If it helps, we may assume $\partial \Omega$ is a Jordan curve or even that $\Omega$ is a disk.
Let $f \colon \overline{\Omega} \rightarrow \mathbb{C}$ be continuous with $f|_{\Omega} \colon \Omega \rightarrow \mathbb{C}$ holomorphic.
My question is whether $f$ necessarily sends the boundary $\partial \Omega$ into the boundary of $f(\overline{\Omega})$.
If $f$ happens to be injective, then this is part of Carathéodory's theorem. However, if $f$ is not injective, I was not able to verify whether $f(\partial \Omega) \subset \partial f(\overline{\Omega})$ must hold. (To be perfectly clear: that $f$ continuously extends to the boundary is assumed.)
Certainly, the pre-image of $\partial f(\overline{\Omega})$ lies in $\partial \Omega$ by the open mapping theorem, but this does not suffice.
If it is true, I expect it to be a topological property, i.e. it suffices to assume $f$ is an open map and does not need analyticity, but I included it in the problem statement to be on the safe side.
Any ideas or counter-examples would be greatly appreciated! Cheers.
Best Answer
It is not true.
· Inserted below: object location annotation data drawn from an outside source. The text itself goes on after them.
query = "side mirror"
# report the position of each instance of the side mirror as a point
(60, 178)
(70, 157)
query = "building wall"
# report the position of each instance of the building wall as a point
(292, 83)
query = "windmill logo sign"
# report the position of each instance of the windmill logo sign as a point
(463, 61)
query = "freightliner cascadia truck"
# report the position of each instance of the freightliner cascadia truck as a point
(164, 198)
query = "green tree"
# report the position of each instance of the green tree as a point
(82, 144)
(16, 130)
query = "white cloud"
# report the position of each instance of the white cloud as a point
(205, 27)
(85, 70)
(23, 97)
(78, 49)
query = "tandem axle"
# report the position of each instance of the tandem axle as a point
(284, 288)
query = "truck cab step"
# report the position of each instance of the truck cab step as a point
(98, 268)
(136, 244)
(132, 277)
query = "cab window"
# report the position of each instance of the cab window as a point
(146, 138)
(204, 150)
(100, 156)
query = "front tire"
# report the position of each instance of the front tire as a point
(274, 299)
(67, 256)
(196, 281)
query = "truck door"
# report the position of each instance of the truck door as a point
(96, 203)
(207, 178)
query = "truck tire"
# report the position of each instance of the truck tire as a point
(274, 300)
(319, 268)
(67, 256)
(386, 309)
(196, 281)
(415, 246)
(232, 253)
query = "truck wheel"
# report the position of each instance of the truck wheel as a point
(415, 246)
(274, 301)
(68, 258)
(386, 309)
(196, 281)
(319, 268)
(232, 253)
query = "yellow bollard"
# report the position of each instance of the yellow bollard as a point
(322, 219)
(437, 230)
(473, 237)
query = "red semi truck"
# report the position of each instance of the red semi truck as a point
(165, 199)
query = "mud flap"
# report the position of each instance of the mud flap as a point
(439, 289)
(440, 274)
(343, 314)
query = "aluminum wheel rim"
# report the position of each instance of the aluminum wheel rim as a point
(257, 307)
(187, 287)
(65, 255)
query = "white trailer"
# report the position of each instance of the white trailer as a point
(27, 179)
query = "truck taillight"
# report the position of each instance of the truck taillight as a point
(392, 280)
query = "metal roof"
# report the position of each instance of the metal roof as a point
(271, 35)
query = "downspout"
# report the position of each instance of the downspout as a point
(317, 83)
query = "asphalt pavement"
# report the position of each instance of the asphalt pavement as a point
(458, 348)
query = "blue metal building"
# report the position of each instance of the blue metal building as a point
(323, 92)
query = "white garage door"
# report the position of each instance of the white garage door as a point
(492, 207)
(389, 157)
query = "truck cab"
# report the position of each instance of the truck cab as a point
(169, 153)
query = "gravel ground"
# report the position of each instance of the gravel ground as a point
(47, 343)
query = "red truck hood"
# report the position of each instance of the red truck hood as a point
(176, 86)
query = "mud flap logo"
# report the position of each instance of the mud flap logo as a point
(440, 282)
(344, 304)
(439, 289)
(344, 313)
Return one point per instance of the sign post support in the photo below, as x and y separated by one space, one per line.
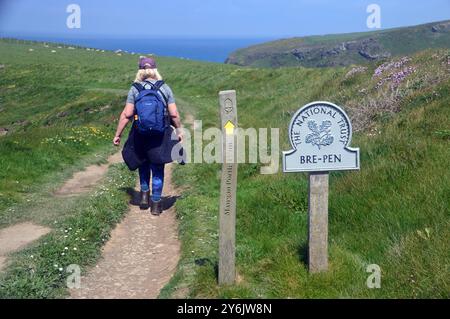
320 134
227 213
318 222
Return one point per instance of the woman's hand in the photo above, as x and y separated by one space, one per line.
116 140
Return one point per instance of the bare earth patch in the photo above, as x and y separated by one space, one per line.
83 181
18 236
139 259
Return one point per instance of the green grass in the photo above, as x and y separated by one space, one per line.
40 271
378 215
394 212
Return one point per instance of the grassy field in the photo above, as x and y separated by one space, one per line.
60 109
344 49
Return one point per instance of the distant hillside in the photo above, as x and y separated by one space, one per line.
344 49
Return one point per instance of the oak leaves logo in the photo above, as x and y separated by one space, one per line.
320 136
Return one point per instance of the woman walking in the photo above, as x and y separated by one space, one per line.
151 104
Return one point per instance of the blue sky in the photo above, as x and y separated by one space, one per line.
211 18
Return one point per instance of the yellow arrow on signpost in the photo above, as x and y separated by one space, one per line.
229 128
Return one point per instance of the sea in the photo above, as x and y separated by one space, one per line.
202 49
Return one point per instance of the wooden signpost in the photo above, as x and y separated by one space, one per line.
320 134
227 213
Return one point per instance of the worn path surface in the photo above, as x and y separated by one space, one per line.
141 256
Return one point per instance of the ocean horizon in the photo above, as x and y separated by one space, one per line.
202 49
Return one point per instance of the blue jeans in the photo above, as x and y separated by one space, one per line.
157 171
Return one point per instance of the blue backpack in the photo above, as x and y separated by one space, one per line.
151 115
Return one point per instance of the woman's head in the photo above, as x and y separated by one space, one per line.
147 70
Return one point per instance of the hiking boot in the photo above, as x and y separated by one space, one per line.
156 208
145 197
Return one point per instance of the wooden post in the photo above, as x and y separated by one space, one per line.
318 222
227 213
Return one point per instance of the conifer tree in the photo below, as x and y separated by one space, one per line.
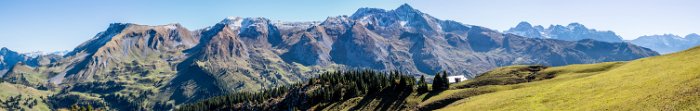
422 85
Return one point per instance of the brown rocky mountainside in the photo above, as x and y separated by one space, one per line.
171 62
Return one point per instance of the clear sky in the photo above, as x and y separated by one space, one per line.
53 25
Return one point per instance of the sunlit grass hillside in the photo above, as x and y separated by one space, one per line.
668 82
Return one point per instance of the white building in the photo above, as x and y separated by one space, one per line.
455 79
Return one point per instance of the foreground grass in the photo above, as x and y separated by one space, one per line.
7 90
668 82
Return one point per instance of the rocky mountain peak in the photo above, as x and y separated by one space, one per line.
405 8
571 32
523 24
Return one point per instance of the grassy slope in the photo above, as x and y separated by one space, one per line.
7 89
667 82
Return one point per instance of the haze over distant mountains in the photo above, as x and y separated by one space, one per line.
666 43
171 62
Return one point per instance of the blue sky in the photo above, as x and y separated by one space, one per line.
52 25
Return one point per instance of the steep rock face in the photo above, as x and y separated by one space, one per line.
9 58
234 55
668 43
571 32
246 54
125 45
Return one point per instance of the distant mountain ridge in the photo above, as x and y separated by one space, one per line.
571 32
172 64
668 43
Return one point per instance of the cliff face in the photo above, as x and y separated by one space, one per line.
245 54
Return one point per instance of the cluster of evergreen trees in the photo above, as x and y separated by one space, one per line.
16 102
327 87
440 82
Let $f(z) = z^2$ and $\Omega = \{z \in \mathbb C \mid \lvert z \rvert < 1, \text{Im} z > 0 \}$.
Then $\partial \Omega = S^1_+ \cup L$, where $S^1_+ = \{ z \in \mathbb C \mid \lvert z \rvert = 1, \text{Im} z \ge 0 \}, L = \{ z \in \mathbb C \mid \lvert z \rvert \le 1, \text{Im} z = 0 \}$, and $\overline \Omega = \{ z \in \mathbb C \mid \lvert z \rvert \le 1, \text{Im} z \ge 0 \}$. It is easy to see that $f(\overline \Omega ) = D = \{ z \in \mathbb C \mid \lvert z \rvert \le 1 \}$ whose boundary is $\partial D = S^1 = \{ z \in \mathbb C \mid \lvert z \rvert = 1 \}$.
But $f(L) = \{ z \in \mathbb C \mid 0 \le \text{Re} z \le 1, \text{Im} z = 0 \}$ which is certainly no subset of $S^1$.
In this example we have $\partial f(\Omega) = S^1 \cup L$. Thus $f(\partial \Omega) \subset \partial f(\Omega)$. However, consider the function $f(z) = z^3$ on the same $\Omega$ to see that $f(\partial \Omega) \subset \partial f(\Omega)$ is not true in general.